The US Congress has voted to raise the age for purchasing tobacco from 18 to 21, and it’s applied that rule to e-cigarettes as well as more traditional tobacco products. The higher age limit was included in a federal spending package that passed the House of Representatives earlier this week. It’s now been approved by the Senate, and President Donald Trump is expected to sign the bill into law.
This change, which will likely go into effect next year, has been in the works for a while. In April, Senate Majority Leader Mitch McConnell (R-KY) started pushing a bill to raise the buying age for tobacco, saying he was responding to a dramatic rise in teen vaping. That bill was later added to the spending package. Trump publicly supported raising the vaping age to 21 in November, and 19 states plus the District of Columbia have already passed “Tobacco 21” laws, starting with Hawaii in 2015.

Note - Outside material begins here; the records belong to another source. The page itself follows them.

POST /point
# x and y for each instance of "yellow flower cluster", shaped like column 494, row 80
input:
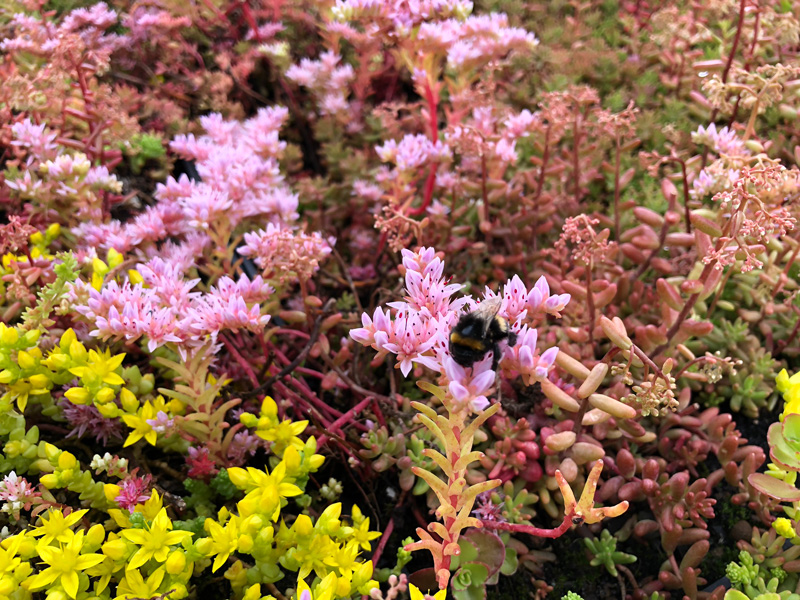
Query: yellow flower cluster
column 146, row 555
column 282, row 434
column 26, row 373
column 328, row 548
column 38, row 248
column 143, row 561
column 790, row 388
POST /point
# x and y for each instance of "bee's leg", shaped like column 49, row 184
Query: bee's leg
column 498, row 381
column 495, row 357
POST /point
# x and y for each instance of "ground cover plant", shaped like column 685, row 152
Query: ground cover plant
column 236, row 239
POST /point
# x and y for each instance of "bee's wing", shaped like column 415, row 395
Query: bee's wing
column 487, row 310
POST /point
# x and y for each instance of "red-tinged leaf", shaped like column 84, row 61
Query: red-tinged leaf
column 774, row 488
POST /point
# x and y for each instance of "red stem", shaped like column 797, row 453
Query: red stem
column 531, row 530
column 382, row 544
column 434, row 125
column 735, row 41
column 240, row 359
column 348, row 416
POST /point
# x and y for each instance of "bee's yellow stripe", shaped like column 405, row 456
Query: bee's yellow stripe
column 457, row 338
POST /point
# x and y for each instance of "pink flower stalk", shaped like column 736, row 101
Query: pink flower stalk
column 17, row 494
column 469, row 390
column 539, row 299
column 133, row 490
column 168, row 311
column 284, row 254
column 36, row 139
column 722, row 141
column 524, row 357
column 244, row 444
column 401, row 15
column 416, row 330
column 412, row 152
column 86, row 419
column 201, row 466
column 327, row 79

Dominant e-cigarette maker Juul has backed these new restrictions at both state and federal levels. (Tobacco giant and Juul investor Altria also supports the move.) Raising the buying age could take regulatory pressure off tobacco companies in other areas, like flavored e-cigarettes, which have been banned in three states and several municipalities, including New York City as of this week.

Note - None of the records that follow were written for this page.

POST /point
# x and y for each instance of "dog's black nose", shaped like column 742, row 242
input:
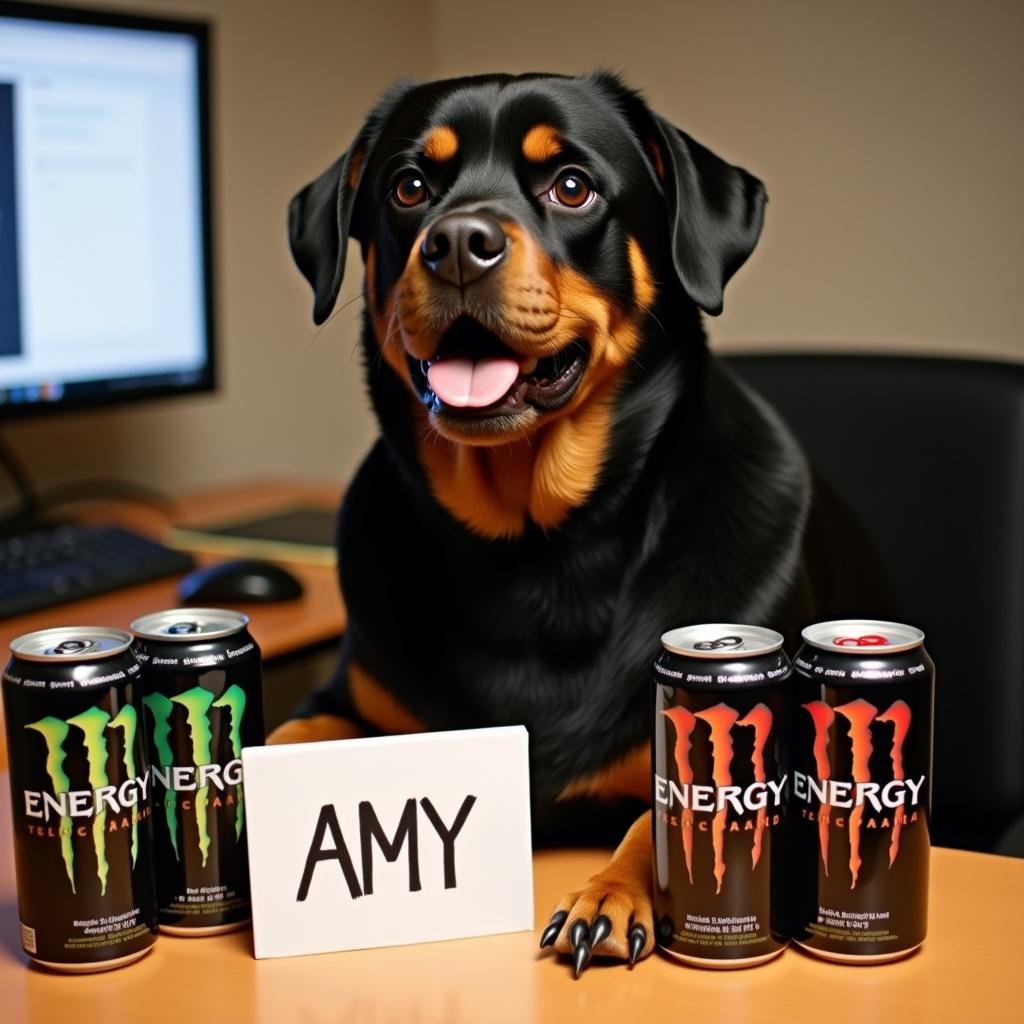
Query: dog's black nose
column 462, row 247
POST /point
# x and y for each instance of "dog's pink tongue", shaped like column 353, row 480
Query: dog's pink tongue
column 464, row 383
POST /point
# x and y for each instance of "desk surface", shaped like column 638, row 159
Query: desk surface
column 969, row 970
column 279, row 629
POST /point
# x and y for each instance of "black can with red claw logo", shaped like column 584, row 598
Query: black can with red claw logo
column 861, row 790
column 720, row 722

E-cigarettes have been singled out for criticism in 2019 because of a sudden lung injury crisis that affected thousands of people and killed over 40. But the Tobacco 21 movement has focused on tobacco use in general, not just vaping. And regulators have been slowly moving toward treating e-cigarettes like other tobacco products for years. Research suggests that vaping can be a safer alternative to smoking cigarettes, but it poses a greater health risk than not smoking anything at all, and it can lead teenagers to take up cigarette smoking. The US Food and Drug Administration issued a broad set of regulations for the devices in 2016, banning their sale to people under 18.